Carroll County Public School officials are looking into the impact of requiring high school students to take only one half-credit gym class as opposed to the current standard of two half-credit gym classes.
At a recent school board meeting, vice president Barbara Shreeve said that reducing the gym class requirement would allow students more flexibility for academics in their schedules.
According to Shreeve, students have said the second half-credit of gym interferes with advanced placement courses and other full-credit classes when scheduling their junior and senior years.
Students would still have the option to take a second gym class, but it wouldn't be a graduation requirement.
The state of Maryland requires high school students to take only one physical education class. The second physical education class requirement is a county requirement.
Do you think the second physical education class requirement should be eliminated? Tell us in comments.

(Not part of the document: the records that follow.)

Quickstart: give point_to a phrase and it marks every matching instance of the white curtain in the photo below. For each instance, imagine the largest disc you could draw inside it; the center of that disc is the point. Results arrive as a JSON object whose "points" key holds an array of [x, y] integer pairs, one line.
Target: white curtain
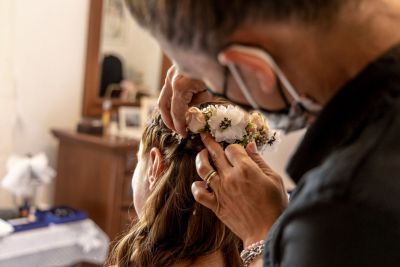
{"points": [[7, 90]]}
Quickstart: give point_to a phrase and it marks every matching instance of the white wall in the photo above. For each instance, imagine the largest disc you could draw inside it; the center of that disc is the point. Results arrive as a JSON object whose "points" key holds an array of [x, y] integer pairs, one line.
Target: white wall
{"points": [[278, 159], [45, 72], [7, 89], [138, 50]]}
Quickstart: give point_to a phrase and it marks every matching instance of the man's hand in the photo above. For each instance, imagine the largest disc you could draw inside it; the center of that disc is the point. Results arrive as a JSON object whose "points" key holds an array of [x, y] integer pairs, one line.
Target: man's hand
{"points": [[177, 94], [248, 196]]}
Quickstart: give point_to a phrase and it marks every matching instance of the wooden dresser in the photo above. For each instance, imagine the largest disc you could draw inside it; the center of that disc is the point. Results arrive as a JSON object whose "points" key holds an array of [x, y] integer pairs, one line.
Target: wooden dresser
{"points": [[94, 174]]}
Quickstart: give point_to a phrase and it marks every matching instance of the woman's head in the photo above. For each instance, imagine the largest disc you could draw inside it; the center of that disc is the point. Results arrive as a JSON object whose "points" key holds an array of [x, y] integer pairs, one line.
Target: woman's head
{"points": [[172, 227]]}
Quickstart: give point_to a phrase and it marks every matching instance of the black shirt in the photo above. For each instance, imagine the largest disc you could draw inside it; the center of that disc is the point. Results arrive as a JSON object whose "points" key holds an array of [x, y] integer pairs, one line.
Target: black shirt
{"points": [[346, 208]]}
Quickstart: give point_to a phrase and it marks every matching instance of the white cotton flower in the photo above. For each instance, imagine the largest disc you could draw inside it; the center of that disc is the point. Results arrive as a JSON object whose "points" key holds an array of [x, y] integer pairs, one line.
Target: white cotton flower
{"points": [[195, 120], [228, 124], [258, 120], [274, 137]]}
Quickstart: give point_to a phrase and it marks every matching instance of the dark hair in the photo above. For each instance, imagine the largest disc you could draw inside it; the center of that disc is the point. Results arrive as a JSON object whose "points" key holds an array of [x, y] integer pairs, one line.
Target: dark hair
{"points": [[174, 227], [207, 24]]}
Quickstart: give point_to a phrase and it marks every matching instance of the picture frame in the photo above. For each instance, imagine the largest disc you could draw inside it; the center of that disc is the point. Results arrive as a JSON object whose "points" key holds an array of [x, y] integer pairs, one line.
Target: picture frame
{"points": [[147, 106], [130, 122]]}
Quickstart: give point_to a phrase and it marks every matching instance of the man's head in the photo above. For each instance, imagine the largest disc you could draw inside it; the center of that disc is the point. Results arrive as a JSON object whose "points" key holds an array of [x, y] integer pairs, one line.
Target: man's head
{"points": [[208, 25], [312, 42]]}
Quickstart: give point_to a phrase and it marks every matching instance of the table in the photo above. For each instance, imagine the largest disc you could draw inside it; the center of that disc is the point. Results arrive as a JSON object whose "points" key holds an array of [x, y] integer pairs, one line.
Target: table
{"points": [[55, 245]]}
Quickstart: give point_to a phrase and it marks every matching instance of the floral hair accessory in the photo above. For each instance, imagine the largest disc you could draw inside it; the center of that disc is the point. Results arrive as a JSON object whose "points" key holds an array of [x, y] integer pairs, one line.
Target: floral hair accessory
{"points": [[229, 124]]}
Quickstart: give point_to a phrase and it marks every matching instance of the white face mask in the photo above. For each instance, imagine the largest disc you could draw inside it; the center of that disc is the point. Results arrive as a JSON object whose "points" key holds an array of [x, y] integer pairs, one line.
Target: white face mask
{"points": [[298, 115]]}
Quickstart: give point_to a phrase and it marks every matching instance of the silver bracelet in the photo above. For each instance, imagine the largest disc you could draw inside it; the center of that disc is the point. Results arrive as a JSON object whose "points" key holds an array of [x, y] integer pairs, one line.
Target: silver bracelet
{"points": [[251, 252]]}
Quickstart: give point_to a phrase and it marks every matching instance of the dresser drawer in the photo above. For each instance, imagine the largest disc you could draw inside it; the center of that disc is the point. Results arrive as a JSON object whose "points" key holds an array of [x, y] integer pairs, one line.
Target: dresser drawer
{"points": [[130, 162], [127, 192], [128, 217]]}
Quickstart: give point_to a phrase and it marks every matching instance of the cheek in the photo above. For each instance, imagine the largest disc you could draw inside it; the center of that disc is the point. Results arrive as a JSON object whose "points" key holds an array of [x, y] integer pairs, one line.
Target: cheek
{"points": [[139, 188]]}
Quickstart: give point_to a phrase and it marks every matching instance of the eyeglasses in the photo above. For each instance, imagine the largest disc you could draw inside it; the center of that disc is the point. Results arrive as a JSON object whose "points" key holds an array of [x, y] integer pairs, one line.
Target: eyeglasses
{"points": [[237, 77], [231, 68]]}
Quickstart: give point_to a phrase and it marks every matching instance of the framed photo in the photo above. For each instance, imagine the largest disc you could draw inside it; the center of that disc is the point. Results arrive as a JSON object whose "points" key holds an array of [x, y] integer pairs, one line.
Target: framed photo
{"points": [[147, 106], [130, 122]]}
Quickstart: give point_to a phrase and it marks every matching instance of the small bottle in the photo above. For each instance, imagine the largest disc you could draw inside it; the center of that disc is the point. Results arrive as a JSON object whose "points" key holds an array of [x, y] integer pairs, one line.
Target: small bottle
{"points": [[113, 127], [106, 115]]}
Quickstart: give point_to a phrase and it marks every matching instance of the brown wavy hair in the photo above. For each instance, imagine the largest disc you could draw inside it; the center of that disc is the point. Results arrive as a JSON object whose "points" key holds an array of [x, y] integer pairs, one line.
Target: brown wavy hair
{"points": [[174, 228]]}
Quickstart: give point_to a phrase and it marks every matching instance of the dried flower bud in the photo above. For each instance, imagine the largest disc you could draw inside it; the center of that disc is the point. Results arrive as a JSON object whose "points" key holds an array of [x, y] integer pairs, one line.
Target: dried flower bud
{"points": [[258, 120], [195, 120]]}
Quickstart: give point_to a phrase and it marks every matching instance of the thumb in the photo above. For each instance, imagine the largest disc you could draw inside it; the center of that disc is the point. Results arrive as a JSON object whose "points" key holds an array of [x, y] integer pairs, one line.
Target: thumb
{"points": [[251, 150], [202, 196]]}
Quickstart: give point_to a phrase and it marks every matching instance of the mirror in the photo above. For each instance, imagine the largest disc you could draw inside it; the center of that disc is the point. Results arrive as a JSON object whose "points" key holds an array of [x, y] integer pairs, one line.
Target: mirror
{"points": [[123, 62]]}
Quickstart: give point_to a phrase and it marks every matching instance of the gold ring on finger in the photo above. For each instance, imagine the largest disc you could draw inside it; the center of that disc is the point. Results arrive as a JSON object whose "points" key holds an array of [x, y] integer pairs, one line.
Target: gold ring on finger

School Superintendent Stephen Guthrie said that after the board meeting he formed a committee to "study the impact this revision to our graduation requirements would have on the school system."
"I think it's beneficial to all parties not to rush the decision, but take some time to fully examine it so that nothing is missed," Guthrie said.
Physical Education Supervisor for CCPS Linda Kephart told Patch that she is opposed to eliminating the second gym credit requirement.
"I am not in favor of this, most importantly for the health and wellbeing of students," Kephart said. "We provide a balanced curriculum and a lot of life time choices for students in that elective half-credit.
"I think it is more of a schedulding issue rather than valueing Phys. Ed," Kephart said. "It's only a half credit, it's not going to make or break their schedule."
Guthrie said that he has received some feedback on the issue, most of which he said has been opposed to the change. Guthrie added that the board has not formally presented the issue for public comment because there is no proposal on the table.
"Currently, we are only exploring the potential impact of this change," Gurthrie said. "I hope to bring back impact information to the Board in the next several months and make a final decision this spring."
Assistant Superintendent of Instruction Steve Johnson said it is important for students to have access to learning about living healthy lifestyles.
According to Johnson, one half-credit of physical education translates into approximately eight weeks of a class that meets daily. The students have a choice of one of the following courses: Team Sports, Individual/Dual Sports, Weight Training, Advanced Weight Training, Personal Fitness, Gymnastics and Tumbling.
"I do believe in the power of education, and I believe that students can and do acquire specific learnings from highly qualified educators that will help them live a more active and healthy lifestyle," Johnson said.